Friday, July 1, 2011

Sentimentality...

I can't really describe the feeling of listening to an old album that has been collecting dust (metaphorically, since all of my cds are on my computer). It is like rekindling an old friendship--the friend never left you, you knew that they were always there to support you, but because of time or change or what-have-you, you lost touch. Coming back together is a flood of emotions and feelings that you had forgotten about. Sometimes this reunion is bittersweet, conjuring up memories from the past that you had wished to forget, while other times it just brings the simplest smile to your face.

I also love that, no matter how much time has passed, you still know all the lyrics to all the songs on said album. And each song holds special meaning. It is the small things in life that truly remind me of how wonderful life is. And how life without music or art or more aptly put, beauty, however you define that, is simply not worth tolerating.

Anyway, today, while perusing through my iPod looking for a suitable cd to listen to while I read my book, I came across Natalie Merchant's "Tigerlily."



I have not listened to this album in its entirety, I am guessing, since I was in junior high going through that whole Lilith Fair phase. (Who am I kidding, I am still IN the Lilith Fair stage, though I believe everyone else refers to this as "lesbian rock" and the artists have changed over time, but whatever). Thinking that this overcast day was the perfect opportunity to reunite with Ms. Merchant, I have now listened to the cd well over three times. And I remember every single word to every single song. And it brought back such a flood of sentimental memories, I had to go for a walk to sort of rehash through some things.
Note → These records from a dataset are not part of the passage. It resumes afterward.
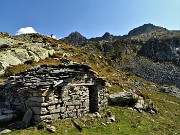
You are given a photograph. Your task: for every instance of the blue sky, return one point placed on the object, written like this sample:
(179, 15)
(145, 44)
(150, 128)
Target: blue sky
(89, 17)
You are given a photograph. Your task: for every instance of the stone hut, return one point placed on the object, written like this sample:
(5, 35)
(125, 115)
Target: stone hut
(56, 92)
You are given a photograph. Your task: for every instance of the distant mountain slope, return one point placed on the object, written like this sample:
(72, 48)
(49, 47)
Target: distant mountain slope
(75, 38)
(146, 28)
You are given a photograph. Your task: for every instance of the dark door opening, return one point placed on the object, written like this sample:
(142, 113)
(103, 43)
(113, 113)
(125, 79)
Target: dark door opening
(93, 99)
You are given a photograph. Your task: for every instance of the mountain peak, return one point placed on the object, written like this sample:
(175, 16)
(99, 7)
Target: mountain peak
(75, 38)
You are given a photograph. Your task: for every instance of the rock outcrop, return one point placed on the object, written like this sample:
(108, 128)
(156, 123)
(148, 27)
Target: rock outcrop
(144, 29)
(162, 50)
(75, 38)
(25, 52)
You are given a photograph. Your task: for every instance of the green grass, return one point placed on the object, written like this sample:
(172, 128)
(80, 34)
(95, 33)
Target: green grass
(128, 122)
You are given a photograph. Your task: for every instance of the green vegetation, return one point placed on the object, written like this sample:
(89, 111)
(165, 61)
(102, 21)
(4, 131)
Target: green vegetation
(128, 122)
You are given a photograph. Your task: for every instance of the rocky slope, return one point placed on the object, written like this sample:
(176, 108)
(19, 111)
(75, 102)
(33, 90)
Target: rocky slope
(17, 52)
(75, 38)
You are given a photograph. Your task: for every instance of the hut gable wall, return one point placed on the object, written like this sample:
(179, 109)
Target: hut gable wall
(57, 92)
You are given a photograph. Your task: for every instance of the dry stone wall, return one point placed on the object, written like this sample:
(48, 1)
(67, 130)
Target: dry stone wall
(56, 92)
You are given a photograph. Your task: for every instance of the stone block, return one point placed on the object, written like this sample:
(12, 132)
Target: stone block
(39, 110)
(27, 117)
(37, 99)
(52, 107)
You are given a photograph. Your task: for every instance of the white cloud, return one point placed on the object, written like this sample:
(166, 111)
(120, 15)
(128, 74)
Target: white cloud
(26, 30)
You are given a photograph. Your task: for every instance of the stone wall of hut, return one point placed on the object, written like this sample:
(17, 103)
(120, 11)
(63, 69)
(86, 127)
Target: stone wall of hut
(57, 92)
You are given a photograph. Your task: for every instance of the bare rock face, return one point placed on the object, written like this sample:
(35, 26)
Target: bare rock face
(75, 38)
(14, 56)
(162, 50)
(146, 28)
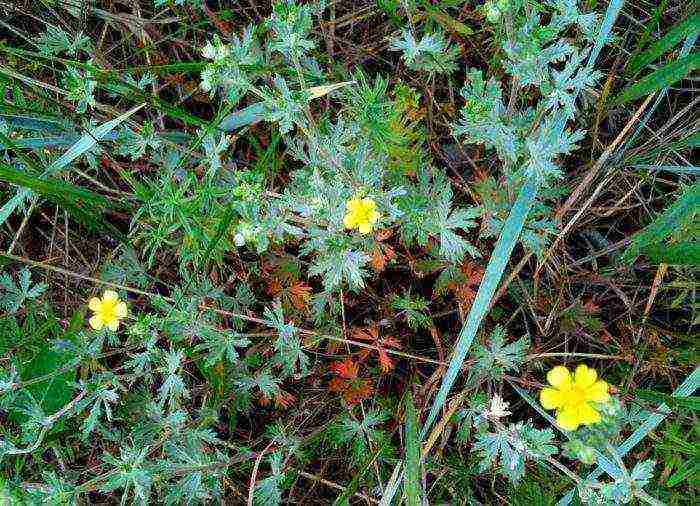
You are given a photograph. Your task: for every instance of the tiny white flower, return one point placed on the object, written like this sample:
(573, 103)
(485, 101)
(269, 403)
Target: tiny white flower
(498, 408)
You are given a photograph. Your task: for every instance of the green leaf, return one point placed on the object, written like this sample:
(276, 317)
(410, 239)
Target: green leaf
(343, 499)
(687, 388)
(412, 475)
(81, 204)
(494, 271)
(682, 30)
(679, 219)
(665, 76)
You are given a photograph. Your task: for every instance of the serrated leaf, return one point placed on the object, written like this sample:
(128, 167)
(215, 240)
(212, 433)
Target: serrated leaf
(682, 30)
(412, 475)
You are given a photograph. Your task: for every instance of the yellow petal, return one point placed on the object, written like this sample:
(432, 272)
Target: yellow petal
(598, 392)
(349, 221)
(584, 376)
(568, 419)
(120, 310)
(551, 398)
(96, 322)
(352, 205)
(95, 304)
(110, 296)
(587, 414)
(559, 377)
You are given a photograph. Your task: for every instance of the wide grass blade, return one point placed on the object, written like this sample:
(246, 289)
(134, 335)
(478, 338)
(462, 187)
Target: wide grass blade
(412, 475)
(665, 76)
(344, 498)
(687, 388)
(679, 216)
(494, 271)
(87, 142)
(83, 145)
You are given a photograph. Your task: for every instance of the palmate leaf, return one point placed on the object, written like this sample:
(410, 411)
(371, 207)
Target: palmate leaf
(412, 476)
(679, 221)
(679, 32)
(687, 388)
(15, 295)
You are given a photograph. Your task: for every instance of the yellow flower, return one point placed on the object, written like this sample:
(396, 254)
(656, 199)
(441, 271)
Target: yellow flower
(574, 396)
(108, 311)
(361, 214)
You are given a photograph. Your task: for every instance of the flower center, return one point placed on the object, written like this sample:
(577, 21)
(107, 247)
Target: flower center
(576, 396)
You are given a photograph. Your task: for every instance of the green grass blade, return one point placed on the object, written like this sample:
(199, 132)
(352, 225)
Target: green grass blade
(494, 271)
(84, 144)
(687, 388)
(33, 123)
(676, 169)
(412, 475)
(665, 76)
(689, 27)
(611, 13)
(87, 142)
(607, 466)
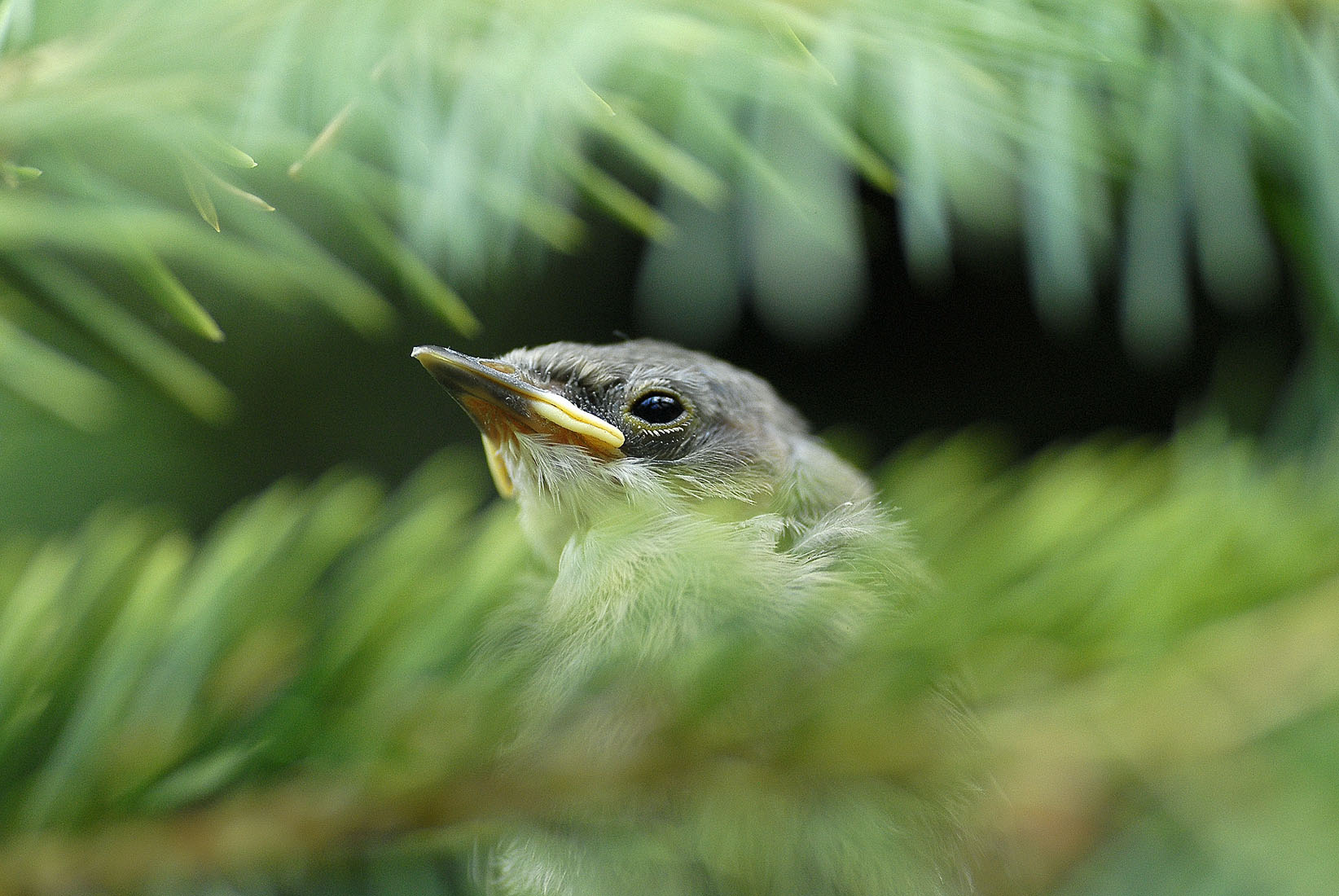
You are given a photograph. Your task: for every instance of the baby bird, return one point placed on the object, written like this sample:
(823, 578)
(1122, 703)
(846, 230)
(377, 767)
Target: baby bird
(677, 497)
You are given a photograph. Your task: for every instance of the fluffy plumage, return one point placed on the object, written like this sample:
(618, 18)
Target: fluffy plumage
(726, 517)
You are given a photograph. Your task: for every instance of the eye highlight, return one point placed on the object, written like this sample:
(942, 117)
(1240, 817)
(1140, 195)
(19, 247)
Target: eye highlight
(658, 407)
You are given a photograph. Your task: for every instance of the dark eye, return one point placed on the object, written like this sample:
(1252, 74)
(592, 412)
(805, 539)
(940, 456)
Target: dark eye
(658, 407)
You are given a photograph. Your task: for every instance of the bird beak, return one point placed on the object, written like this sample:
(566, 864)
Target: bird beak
(501, 403)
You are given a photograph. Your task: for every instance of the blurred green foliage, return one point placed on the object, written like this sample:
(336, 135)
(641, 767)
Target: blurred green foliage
(214, 216)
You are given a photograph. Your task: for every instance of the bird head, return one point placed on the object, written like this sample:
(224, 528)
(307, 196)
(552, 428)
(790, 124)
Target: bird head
(569, 428)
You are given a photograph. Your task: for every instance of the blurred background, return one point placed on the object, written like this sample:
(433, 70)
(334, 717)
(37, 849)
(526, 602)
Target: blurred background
(1101, 236)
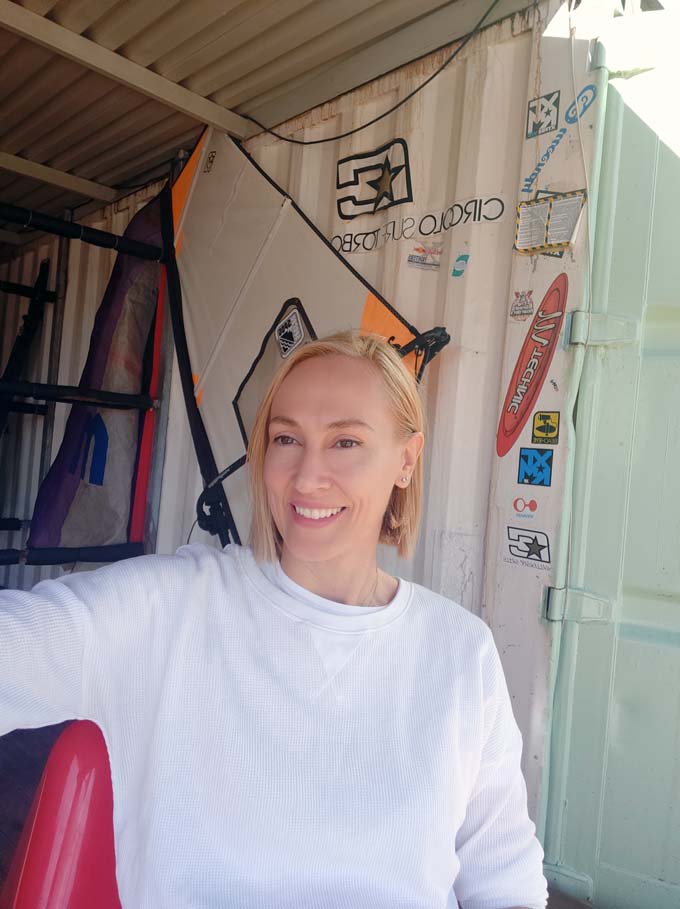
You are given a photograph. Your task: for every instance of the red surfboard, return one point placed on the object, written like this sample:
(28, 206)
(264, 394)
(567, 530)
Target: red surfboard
(532, 364)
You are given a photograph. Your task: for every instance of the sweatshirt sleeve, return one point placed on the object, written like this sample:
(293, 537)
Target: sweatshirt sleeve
(42, 636)
(500, 857)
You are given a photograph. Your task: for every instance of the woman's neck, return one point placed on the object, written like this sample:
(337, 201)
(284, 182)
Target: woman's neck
(350, 581)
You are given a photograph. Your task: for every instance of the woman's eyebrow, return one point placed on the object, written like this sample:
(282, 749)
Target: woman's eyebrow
(335, 424)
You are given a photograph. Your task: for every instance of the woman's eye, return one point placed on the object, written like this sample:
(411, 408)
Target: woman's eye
(347, 443)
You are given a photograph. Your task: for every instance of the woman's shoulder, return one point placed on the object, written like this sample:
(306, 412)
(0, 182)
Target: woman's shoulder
(444, 615)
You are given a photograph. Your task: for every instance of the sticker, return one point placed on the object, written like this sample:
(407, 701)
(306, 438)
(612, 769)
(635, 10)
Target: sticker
(290, 333)
(460, 265)
(522, 306)
(458, 214)
(535, 466)
(374, 181)
(545, 157)
(524, 508)
(546, 428)
(548, 222)
(529, 545)
(583, 101)
(532, 364)
(543, 114)
(279, 341)
(426, 255)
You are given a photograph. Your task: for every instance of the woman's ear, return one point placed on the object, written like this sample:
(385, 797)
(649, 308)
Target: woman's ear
(411, 453)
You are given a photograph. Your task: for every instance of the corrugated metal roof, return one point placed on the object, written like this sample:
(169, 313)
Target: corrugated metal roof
(91, 88)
This cd reminds me of the Idaho mountains in winter. Not just the mountains themselves, but the smell, the feel, the taste, everything. And this is one of the things I miss most about Idaho when I am away for a long time. It is just a feeling. I think anywhere you grow up and have distinct memories of will elicit this sort of gut-wrenching yearning to be back in that place. Walking through the trees and knee-deep snow in the dead of winter, smelling fires burning, people making hot chocolate, the sound of the wind in the bare trees. The nights when the snow just falls perfectly under lights and there are no cars on the road. Everything seems so peaceful and so right (right up until you have to wake up the next morning and drive to work in "winter conditions," at which point my happy, little meditation state is replaced by me screaming at 2C drivers on the connector).